Весь сгорбившись, Три-Вэ стал набрасывать эскиз. Он потерял чувство времени, но вскоре в дверях появилась зевающая Юта в ночной рубашке.
— Поздно уже, — с материнской заботой в голосе проговорила она.
После того вечера каждую свободную ночь Три-Вэ сидел за столом с зеленой скатертью, набрасывая на бумаги свои идеи, и рвал один неудачный проект за другим. Он досадовал на себя за недостаток навыков в черчении и механике. Пришлось штудировать книги по этим дисциплинам, которые он брал в публичной библиотеке, расположенной в здании городского муниципалитета. Он набросал сотню проектов, и большинство из них смял и выбросил в помойное ведро. Несколько листочков бумаги он сохранил и запер в нижнем ящике своего стола. Он всегда немного стеснялся своих идей. В январе ему пришла в голову одна из них, очень простая: впрыскивать нефть в топку локомотива.

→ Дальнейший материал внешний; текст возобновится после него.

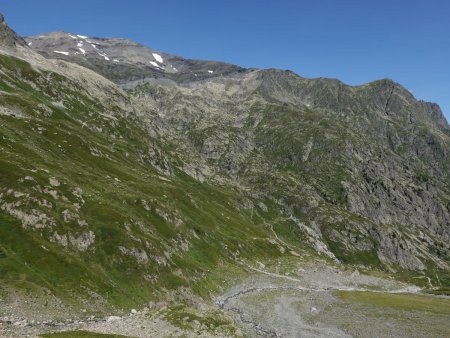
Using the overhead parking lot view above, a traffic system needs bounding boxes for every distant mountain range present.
[0,10,450,336]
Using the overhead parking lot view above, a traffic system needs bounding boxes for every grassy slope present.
[0,56,290,307]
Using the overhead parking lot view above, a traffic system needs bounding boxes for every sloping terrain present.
[0,12,450,336]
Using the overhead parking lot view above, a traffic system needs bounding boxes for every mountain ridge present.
[0,11,450,336]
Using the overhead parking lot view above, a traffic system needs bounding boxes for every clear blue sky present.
[0,0,450,119]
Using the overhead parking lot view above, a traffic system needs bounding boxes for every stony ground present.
[0,260,450,337]
[216,265,450,337]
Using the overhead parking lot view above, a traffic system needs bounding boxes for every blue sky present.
[0,0,450,119]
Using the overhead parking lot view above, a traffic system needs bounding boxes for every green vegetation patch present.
[40,331,128,338]
[337,291,450,316]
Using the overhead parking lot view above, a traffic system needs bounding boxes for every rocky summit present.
[0,11,450,337]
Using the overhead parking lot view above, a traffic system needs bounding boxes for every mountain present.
[0,13,450,336]
[0,13,26,48]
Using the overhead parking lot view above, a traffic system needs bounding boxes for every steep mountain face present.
[0,13,26,48]
[132,70,450,270]
[25,32,245,84]
[0,13,450,324]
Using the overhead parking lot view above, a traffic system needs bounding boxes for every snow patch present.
[53,50,69,55]
[152,53,164,63]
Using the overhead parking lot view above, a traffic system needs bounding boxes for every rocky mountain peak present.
[0,13,26,48]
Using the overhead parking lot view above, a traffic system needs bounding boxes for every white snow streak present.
[152,53,164,63]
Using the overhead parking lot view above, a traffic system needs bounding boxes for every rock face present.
[25,32,245,85]
[0,10,450,307]
[0,13,26,48]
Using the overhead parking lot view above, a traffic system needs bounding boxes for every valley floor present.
[0,261,450,338]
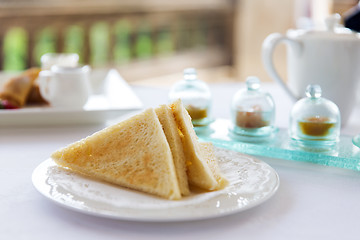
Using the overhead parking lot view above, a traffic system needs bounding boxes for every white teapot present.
[262,14,360,124]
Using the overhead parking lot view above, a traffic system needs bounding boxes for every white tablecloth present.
[0,83,360,240]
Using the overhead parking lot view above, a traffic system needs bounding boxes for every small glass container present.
[231,76,275,137]
[289,85,341,147]
[169,68,211,127]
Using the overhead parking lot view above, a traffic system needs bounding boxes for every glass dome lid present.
[289,85,340,144]
[231,76,275,136]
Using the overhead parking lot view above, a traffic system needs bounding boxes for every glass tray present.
[195,119,360,171]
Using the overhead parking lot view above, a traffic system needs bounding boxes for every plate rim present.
[31,149,280,222]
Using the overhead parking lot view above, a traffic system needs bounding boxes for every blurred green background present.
[3,17,207,71]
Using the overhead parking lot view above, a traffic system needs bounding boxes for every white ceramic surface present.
[38,65,90,108]
[32,148,280,222]
[0,70,143,126]
[262,13,360,124]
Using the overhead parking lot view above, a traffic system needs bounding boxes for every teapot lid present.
[288,13,359,39]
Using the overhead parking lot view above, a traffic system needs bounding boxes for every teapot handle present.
[38,70,53,102]
[262,33,302,101]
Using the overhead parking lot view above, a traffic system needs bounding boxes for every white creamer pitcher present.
[38,65,90,108]
[262,14,360,124]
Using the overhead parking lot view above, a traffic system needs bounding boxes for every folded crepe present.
[51,101,227,200]
[51,109,181,199]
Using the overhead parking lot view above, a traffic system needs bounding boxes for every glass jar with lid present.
[169,68,212,127]
[289,85,341,147]
[231,76,275,137]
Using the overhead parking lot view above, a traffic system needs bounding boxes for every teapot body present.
[262,14,360,124]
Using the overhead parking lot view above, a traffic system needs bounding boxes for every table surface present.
[0,80,360,240]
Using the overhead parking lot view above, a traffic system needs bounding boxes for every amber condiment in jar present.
[231,77,275,136]
[185,105,207,120]
[236,105,270,128]
[299,116,336,137]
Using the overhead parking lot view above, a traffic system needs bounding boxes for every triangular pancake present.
[170,99,218,190]
[51,109,181,199]
[155,105,190,195]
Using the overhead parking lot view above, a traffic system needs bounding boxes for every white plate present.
[32,148,280,222]
[0,70,142,126]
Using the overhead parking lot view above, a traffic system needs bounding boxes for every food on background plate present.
[0,68,46,109]
[51,101,227,200]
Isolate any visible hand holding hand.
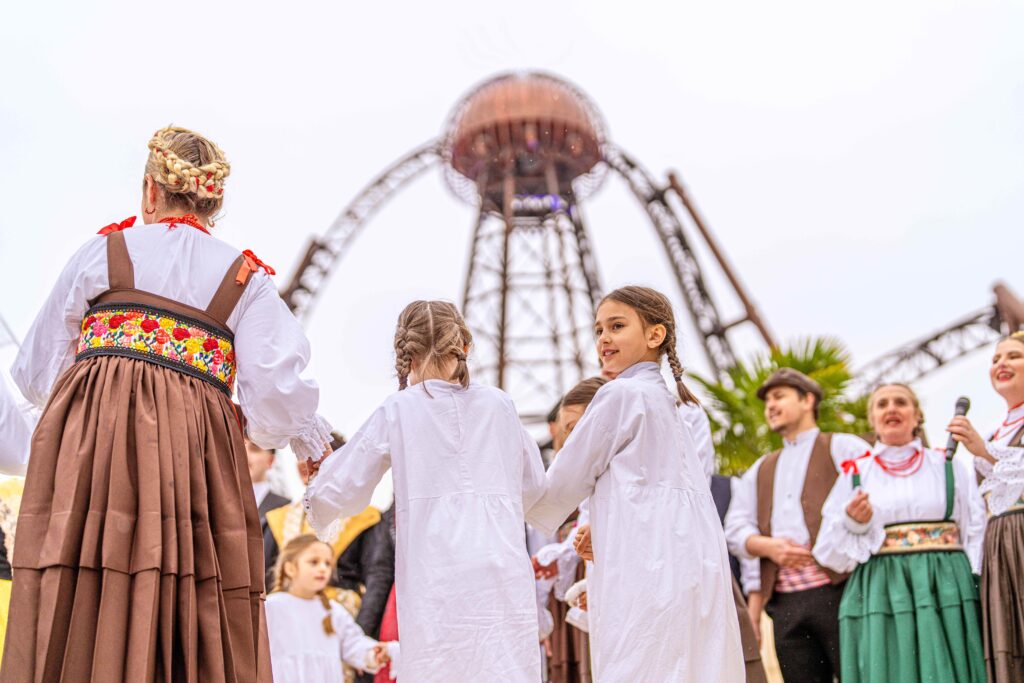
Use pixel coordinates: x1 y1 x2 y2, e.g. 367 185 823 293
572 524 594 562
529 555 558 579
846 490 874 524
768 539 814 567
374 643 391 668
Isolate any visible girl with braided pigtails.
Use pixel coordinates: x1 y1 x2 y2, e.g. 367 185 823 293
530 287 745 683
304 301 544 683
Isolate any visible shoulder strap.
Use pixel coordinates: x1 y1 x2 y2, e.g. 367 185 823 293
758 451 782 536
106 231 135 290
206 254 252 328
800 432 839 545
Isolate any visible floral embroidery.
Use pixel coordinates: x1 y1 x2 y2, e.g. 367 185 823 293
879 522 963 555
78 304 236 395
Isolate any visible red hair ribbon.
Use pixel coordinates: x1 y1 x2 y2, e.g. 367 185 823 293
234 249 278 285
96 216 135 234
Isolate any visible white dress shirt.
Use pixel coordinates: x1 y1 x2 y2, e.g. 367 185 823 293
725 427 870 558
814 439 985 573
11 223 331 460
974 405 1024 515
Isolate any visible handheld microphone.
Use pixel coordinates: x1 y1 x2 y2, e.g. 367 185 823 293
946 396 971 460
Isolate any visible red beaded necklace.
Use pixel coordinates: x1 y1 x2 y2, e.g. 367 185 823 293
874 449 925 477
160 213 210 234
991 403 1024 441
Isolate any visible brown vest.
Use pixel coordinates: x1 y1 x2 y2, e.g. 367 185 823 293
758 433 849 603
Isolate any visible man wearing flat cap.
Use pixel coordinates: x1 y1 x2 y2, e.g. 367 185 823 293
725 368 869 683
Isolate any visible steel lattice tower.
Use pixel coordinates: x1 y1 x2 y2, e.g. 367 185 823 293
442 74 604 415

Как только Три-Вэ, приложив максимум умения, подготовил чертежи, он решил показать их Баду. Он мог бы отнести их на участок. Однако вместо этого решил пойти в дом на Банкер-хилл в тот час, когда, как ему было известно, Амелия будет одна.
Глава двенадцатая
Ветер Санта-Ана налетает из пустыни Сонора, словно из зева гигантской печи. Горящий и злой, он метет по каньонам и долинам, высушивая заросли чапараля на холмах и цитрусовые сады, выжигает траву до тех пор, пока не пожелтеет и не высохнет каждая былинка. Небо становится неестественно ясным, синева его нестерпима для глаз, воздух настолько прозрачен, что трудно ориентироваться на расстоянии. Ветер валит деревья, телеграфные и телефонные столбы, сметает черепицу с крыш. Обожженная земля принимает бесформенные очертания, действуя раздражающе на глаза и на нервы.